‘Ghost the Musical’ to Close on Aug. 18

Richard Fleeshman and Caissie Levy in "Ghost the Musical." Sara Krulwich/The New York TimesRichard Fleeshman and Caissie Levy in “Ghost the Musical.”

The producers of “Ghost the Musical,” an adaptation of the hit film, announced on Tuesday that the Broadway show will close on Aug. 18 after 39 previews and 136 regular performances at the Lunt-Fontanne Theater.

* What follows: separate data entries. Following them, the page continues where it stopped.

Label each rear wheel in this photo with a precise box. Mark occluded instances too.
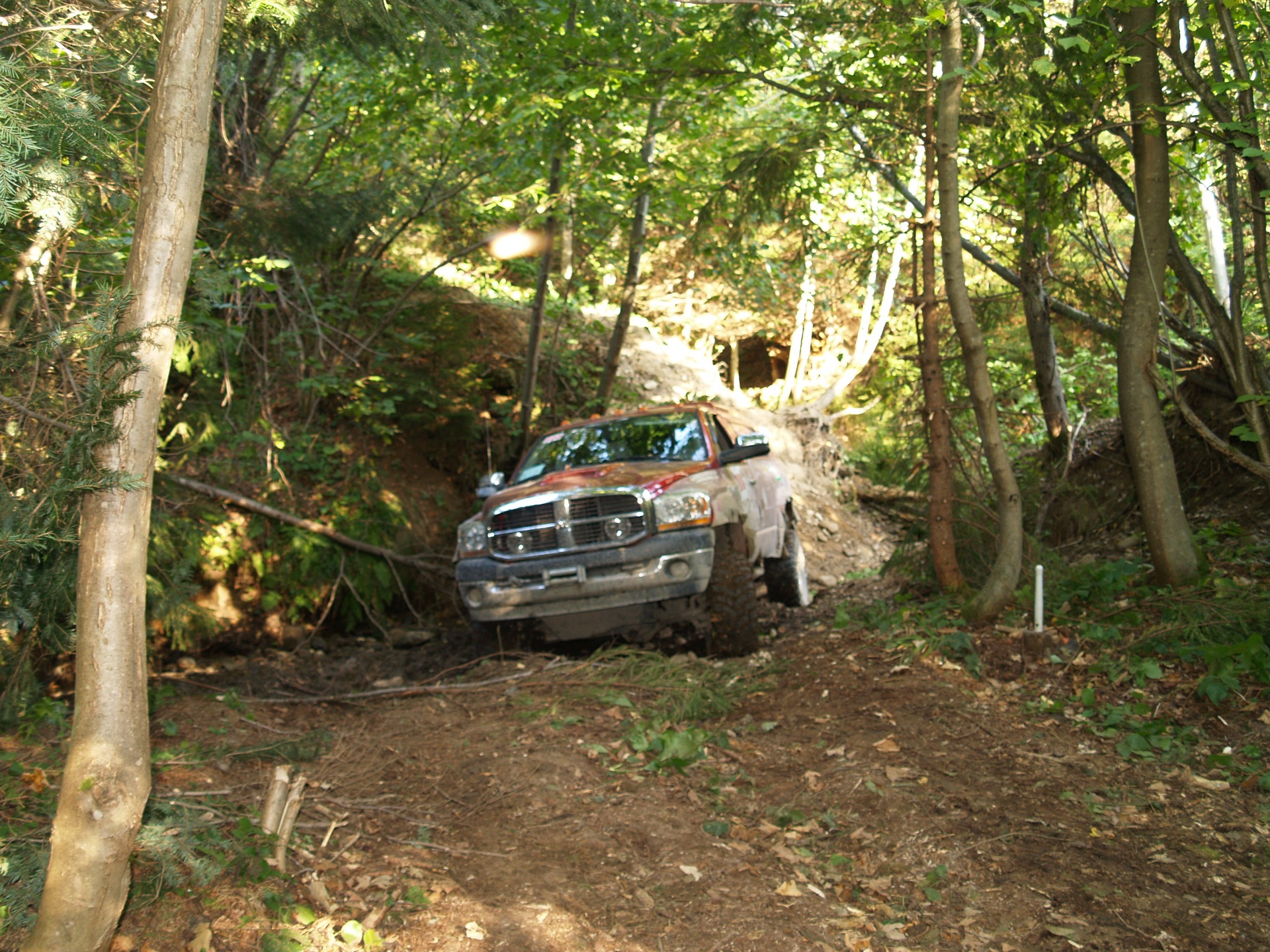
[706,536,758,658]
[763,522,812,608]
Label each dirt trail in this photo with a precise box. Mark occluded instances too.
[124,582,1270,952]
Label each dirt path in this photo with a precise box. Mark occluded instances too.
[124,589,1270,952]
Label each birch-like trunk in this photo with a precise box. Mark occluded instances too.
[23,0,225,952]
[595,97,665,413]
[917,48,965,592]
[1019,163,1072,459]
[1117,3,1199,585]
[935,0,1024,621]
[810,153,923,414]
[521,155,562,453]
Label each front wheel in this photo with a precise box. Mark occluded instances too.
[706,538,758,658]
[763,523,812,608]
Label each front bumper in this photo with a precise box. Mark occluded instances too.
[456,528,714,622]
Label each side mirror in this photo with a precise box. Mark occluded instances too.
[719,433,772,466]
[476,472,507,499]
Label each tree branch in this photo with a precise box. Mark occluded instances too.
[155,472,450,573]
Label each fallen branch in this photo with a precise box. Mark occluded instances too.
[253,658,573,705]
[1147,367,1270,483]
[155,472,450,573]
[852,476,926,502]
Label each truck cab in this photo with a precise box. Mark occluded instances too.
[456,403,810,655]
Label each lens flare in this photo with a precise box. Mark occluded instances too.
[489,229,546,262]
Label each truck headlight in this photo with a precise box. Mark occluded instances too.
[458,516,489,559]
[653,490,711,530]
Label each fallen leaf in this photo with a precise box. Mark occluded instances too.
[860,876,890,896]
[1190,774,1230,791]
[185,923,214,952]
[772,843,802,863]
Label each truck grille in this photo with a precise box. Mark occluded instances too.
[489,493,648,559]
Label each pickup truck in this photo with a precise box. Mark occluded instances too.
[454,403,812,655]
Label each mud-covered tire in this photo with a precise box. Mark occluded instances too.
[706,537,758,658]
[763,522,812,608]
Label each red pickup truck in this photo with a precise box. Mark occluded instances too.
[456,403,812,655]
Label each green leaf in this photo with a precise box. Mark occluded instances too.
[701,820,732,839]
[1058,37,1089,54]
[1230,422,1261,443]
[339,919,366,945]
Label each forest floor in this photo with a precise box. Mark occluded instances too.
[87,579,1270,952]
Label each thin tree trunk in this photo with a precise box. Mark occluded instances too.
[914,42,965,592]
[1117,3,1199,585]
[521,155,562,453]
[1199,177,1230,312]
[935,0,1024,621]
[790,269,816,404]
[595,97,665,413]
[23,0,225,952]
[776,255,816,406]
[810,153,925,414]
[1019,163,1072,459]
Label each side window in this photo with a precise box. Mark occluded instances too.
[706,414,733,451]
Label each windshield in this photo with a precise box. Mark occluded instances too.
[515,413,708,483]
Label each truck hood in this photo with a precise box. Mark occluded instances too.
[482,459,711,516]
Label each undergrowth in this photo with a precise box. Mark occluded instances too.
[834,523,1270,789]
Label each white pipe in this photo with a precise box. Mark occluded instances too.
[1033,565,1045,632]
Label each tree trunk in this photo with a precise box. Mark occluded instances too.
[521,155,560,453]
[595,97,665,413]
[776,255,816,406]
[1019,163,1072,459]
[935,0,1024,621]
[23,0,225,952]
[914,44,965,592]
[1117,3,1199,585]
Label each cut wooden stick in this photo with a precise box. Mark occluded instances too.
[261,767,291,833]
[309,876,335,914]
[155,472,450,573]
[273,774,309,872]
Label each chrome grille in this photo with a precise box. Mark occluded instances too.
[490,502,555,532]
[489,493,648,559]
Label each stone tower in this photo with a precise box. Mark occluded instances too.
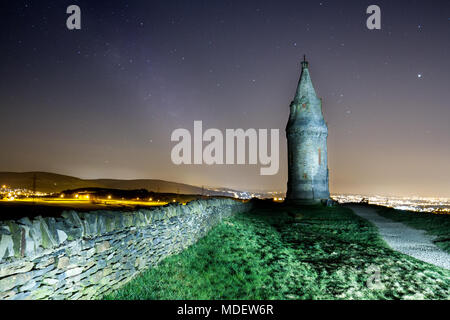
[286,58,330,204]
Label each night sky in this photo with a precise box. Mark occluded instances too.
[0,0,450,197]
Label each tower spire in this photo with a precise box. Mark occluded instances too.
[302,54,308,69]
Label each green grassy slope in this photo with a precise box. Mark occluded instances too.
[105,204,450,299]
[378,207,450,253]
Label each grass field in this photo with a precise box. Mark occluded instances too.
[378,207,450,253]
[104,204,450,299]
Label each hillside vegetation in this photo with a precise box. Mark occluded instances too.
[105,203,450,299]
[378,207,450,253]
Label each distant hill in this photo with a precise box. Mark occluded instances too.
[0,172,209,195]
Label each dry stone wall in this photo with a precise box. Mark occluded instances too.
[0,199,252,299]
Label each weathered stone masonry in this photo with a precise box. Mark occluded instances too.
[0,199,251,299]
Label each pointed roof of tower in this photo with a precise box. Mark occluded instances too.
[294,55,318,102]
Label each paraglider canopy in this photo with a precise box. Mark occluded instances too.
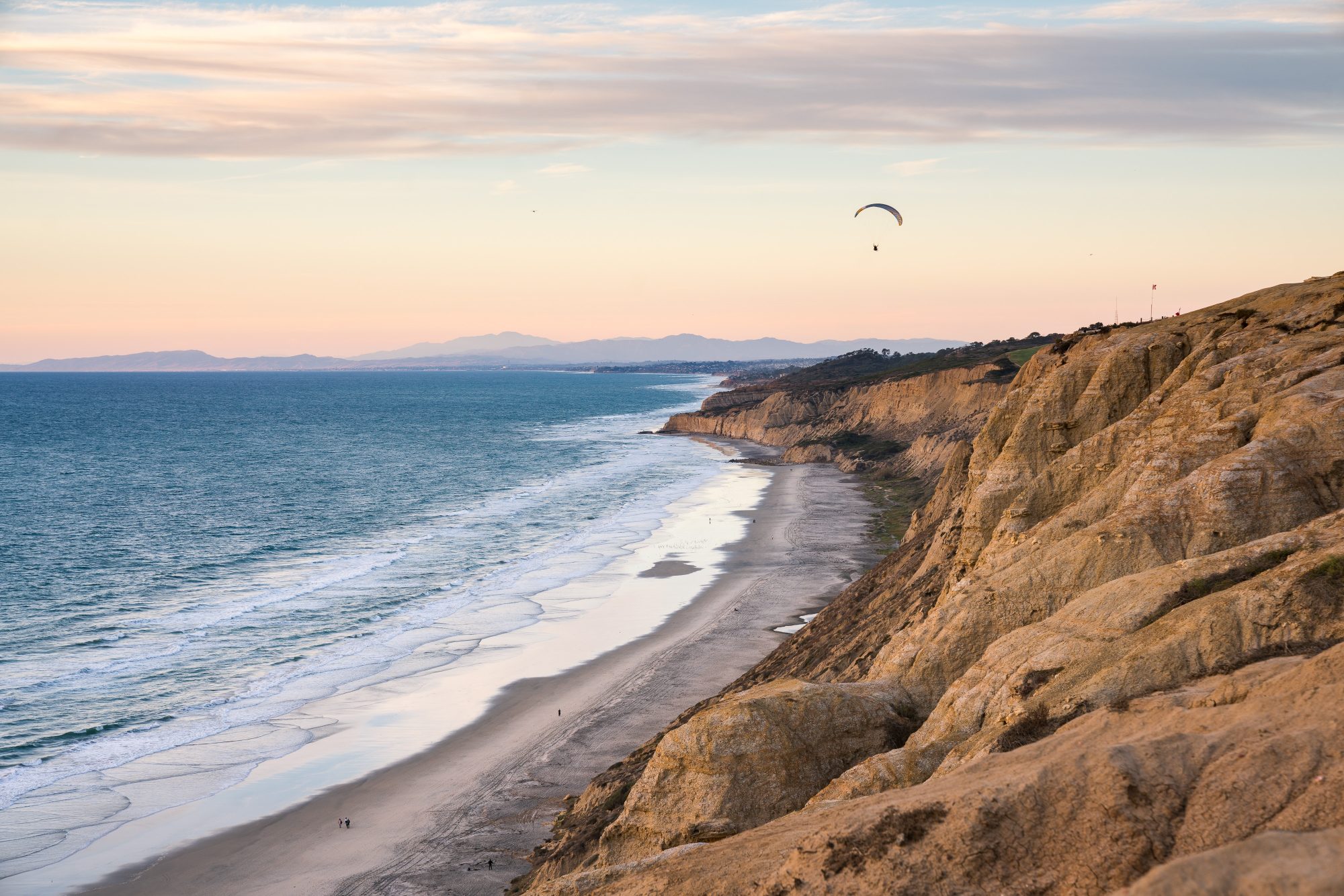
[853,203,906,227]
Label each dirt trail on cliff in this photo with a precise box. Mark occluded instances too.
[519,273,1344,893]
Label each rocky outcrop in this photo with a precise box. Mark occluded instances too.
[516,274,1344,893]
[535,646,1344,896]
[664,361,1016,478]
[598,678,913,865]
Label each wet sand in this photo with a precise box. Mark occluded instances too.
[85,447,876,896]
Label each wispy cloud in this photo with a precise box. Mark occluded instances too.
[1068,0,1344,24]
[536,161,593,177]
[887,159,942,177]
[0,0,1344,158]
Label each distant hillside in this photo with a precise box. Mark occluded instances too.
[0,333,965,372]
[478,333,965,364]
[353,330,555,361]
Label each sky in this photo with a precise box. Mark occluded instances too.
[0,0,1344,363]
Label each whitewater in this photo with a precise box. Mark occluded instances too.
[0,372,757,892]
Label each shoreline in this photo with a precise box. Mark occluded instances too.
[78,437,878,896]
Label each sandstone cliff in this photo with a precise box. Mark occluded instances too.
[530,273,1344,893]
[663,360,1017,480]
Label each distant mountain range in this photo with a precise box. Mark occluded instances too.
[352,330,556,361]
[0,332,965,372]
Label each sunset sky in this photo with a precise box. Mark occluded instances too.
[0,0,1344,363]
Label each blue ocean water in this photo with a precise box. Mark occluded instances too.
[0,371,722,877]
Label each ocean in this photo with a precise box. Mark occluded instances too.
[0,371,727,889]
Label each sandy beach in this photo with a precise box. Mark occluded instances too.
[73,446,875,896]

The closing represents a commercial failure for “Ghost,” which has never come close to cracking $1 million a week in ticket sales. The show’s capitalization is believed to be in the low-to-mid eight figures, and the production will close at a financial loss. (A spokeswoman for the production declined to confirm the capitalization for the show.)

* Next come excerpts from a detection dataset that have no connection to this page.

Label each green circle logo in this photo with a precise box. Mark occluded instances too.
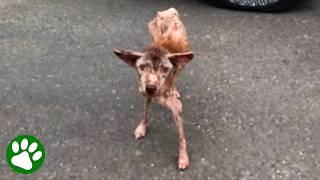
[6,135,46,174]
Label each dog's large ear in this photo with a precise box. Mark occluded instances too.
[167,52,193,67]
[113,49,143,66]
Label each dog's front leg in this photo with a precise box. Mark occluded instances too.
[134,97,150,139]
[166,96,189,170]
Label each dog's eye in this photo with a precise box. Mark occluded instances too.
[139,64,146,71]
[160,66,169,73]
[139,64,150,71]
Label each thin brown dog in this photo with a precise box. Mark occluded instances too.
[114,8,193,170]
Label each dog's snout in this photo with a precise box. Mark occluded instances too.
[146,84,157,94]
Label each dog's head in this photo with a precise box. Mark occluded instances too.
[114,46,193,97]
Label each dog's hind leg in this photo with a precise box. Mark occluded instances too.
[134,97,150,139]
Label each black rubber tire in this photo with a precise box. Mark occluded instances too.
[209,0,294,12]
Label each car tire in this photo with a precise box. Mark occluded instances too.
[210,0,294,12]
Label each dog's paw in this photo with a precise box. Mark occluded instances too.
[11,139,43,170]
[178,153,189,170]
[134,124,147,139]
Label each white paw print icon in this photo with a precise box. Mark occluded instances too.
[11,138,43,170]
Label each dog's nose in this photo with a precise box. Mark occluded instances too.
[146,85,157,94]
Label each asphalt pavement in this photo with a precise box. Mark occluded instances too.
[0,0,320,180]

“Ghost,” which was panned by Charles Isherwood of The New York Times as a “thrill-free singing theme-park ride,” may yet have a lucrative afterlife, however, thanks to a national tour set to begin in the fall of 2013 and international productions scheduled for Korea, Germany, Sweden, Hungary and elsewhere. (It is scheduled to close at Piccadilly Theater in London in early October, after a 14-month run.)

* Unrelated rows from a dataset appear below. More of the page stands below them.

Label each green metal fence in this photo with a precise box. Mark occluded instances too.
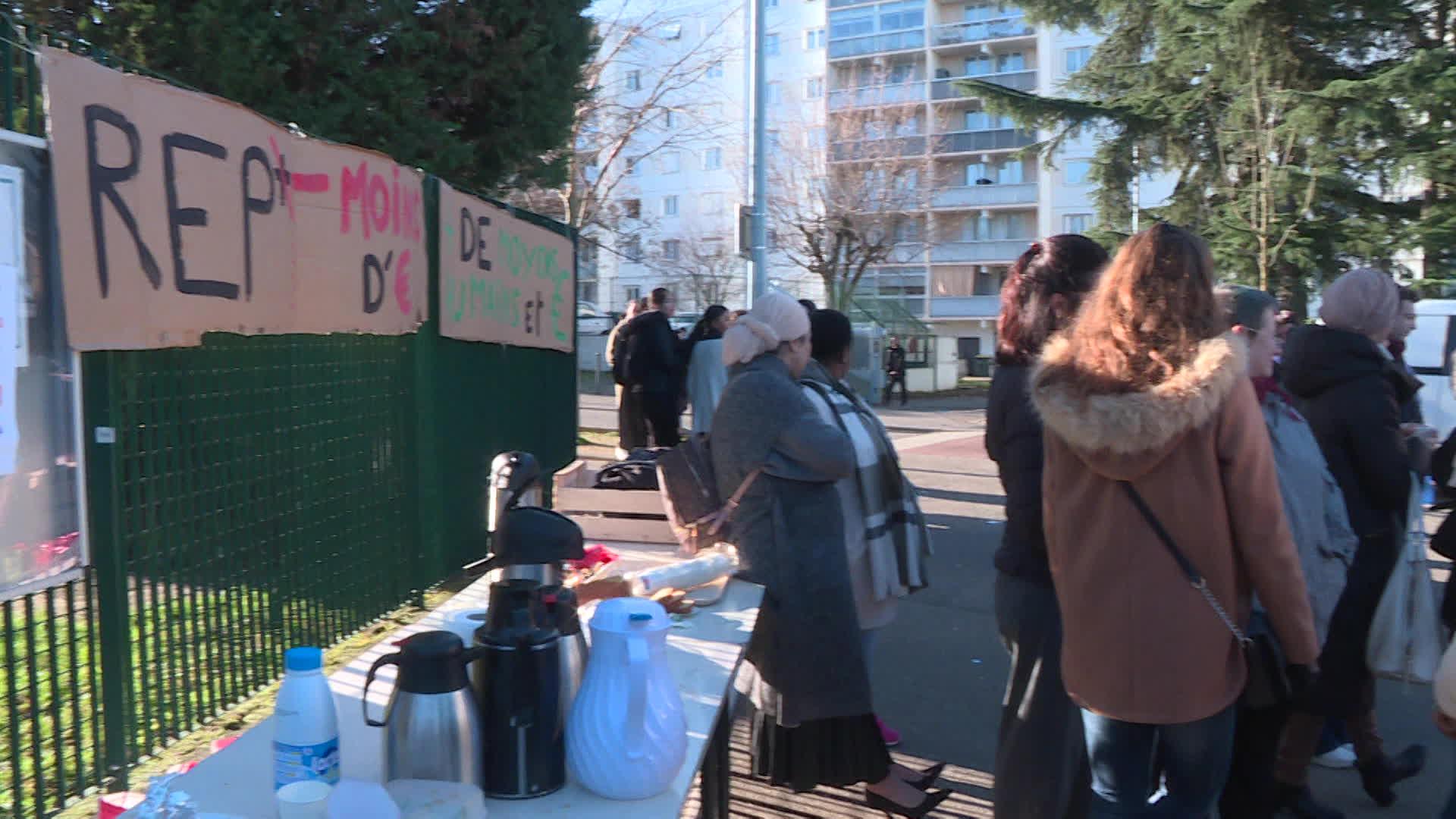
[0,20,576,816]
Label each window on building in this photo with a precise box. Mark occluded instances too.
[1065,46,1092,74]
[880,0,924,30]
[964,54,996,77]
[1062,213,1097,233]
[828,6,875,39]
[996,51,1027,74]
[1063,158,1092,185]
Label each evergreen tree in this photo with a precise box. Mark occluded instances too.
[967,0,1414,303]
[16,0,594,190]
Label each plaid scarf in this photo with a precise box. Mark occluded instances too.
[799,362,932,599]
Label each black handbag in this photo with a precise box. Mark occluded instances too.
[1119,481,1294,708]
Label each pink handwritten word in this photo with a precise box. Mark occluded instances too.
[339,162,424,242]
[268,137,329,220]
[394,248,413,316]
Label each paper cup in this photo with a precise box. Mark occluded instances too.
[278,780,334,819]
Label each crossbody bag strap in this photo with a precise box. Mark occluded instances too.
[1119,481,1250,648]
[708,466,763,536]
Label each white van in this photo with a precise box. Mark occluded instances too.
[1405,299,1456,440]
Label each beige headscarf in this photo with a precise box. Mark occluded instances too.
[723,290,810,366]
[1320,267,1401,335]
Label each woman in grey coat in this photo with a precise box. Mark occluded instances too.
[1219,286,1357,819]
[709,291,949,816]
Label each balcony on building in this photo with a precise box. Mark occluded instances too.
[828,136,924,162]
[930,237,1032,264]
[828,80,926,111]
[828,28,924,60]
[930,182,1037,209]
[930,128,1037,155]
[930,13,1037,54]
[930,265,1006,319]
[930,68,1037,101]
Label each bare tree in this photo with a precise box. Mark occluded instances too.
[649,224,747,310]
[769,94,934,309]
[510,3,741,244]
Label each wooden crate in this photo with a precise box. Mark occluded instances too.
[552,460,677,545]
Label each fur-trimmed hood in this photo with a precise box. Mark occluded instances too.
[1031,328,1247,479]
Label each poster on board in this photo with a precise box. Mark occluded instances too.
[440,182,576,353]
[0,131,86,601]
[39,48,428,350]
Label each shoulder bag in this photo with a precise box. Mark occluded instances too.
[1119,481,1294,708]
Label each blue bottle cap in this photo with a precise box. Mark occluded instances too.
[282,645,323,672]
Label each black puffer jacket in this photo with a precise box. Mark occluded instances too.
[1283,326,1420,538]
[986,364,1051,586]
[1283,326,1417,717]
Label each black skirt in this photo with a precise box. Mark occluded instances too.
[753,711,890,792]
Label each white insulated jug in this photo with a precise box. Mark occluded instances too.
[566,598,687,800]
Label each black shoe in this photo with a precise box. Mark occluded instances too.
[1274,783,1345,819]
[1356,745,1426,808]
[901,762,945,790]
[864,790,951,819]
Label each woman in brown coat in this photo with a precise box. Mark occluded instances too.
[1031,224,1320,817]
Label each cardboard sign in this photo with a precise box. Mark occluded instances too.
[41,48,428,350]
[440,182,576,353]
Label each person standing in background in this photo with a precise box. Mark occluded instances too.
[686,305,733,433]
[1217,286,1358,819]
[607,299,646,459]
[628,287,684,446]
[885,335,910,406]
[799,310,930,748]
[1031,224,1320,819]
[986,234,1106,819]
[1276,268,1429,808]
[1386,287,1426,422]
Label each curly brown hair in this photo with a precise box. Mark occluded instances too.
[1067,223,1223,394]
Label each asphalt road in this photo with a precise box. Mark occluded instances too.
[582,400,1456,819]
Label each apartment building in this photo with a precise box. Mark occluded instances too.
[826,0,1097,359]
[578,0,827,315]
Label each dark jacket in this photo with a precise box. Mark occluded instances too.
[1283,326,1420,541]
[986,364,1051,587]
[1284,326,1418,717]
[626,310,682,395]
[885,347,905,375]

And the show’s director, Matthew Warchus, who won a Tony for his work on Yasmina Reza’s 2009 play “God of Carnage,” will get a shot of redemption next spring when “Matilda the Musical,” his Royal Shakespeare Company adaptation of Roald Dahl’s classic children’s novel, opens on Broadway. That production, praised by The Times’s Ben Brantley in January as “the fattest, sassiest hit” of the London season, won a record seven Olivier awards.

Correction: July 24, 2012
An earlier version of this post misspelled the name of the Broadway theater where "Ghost" is playing. It is the Lunt-Fontanne Theater, not the Lunt-Fontaine.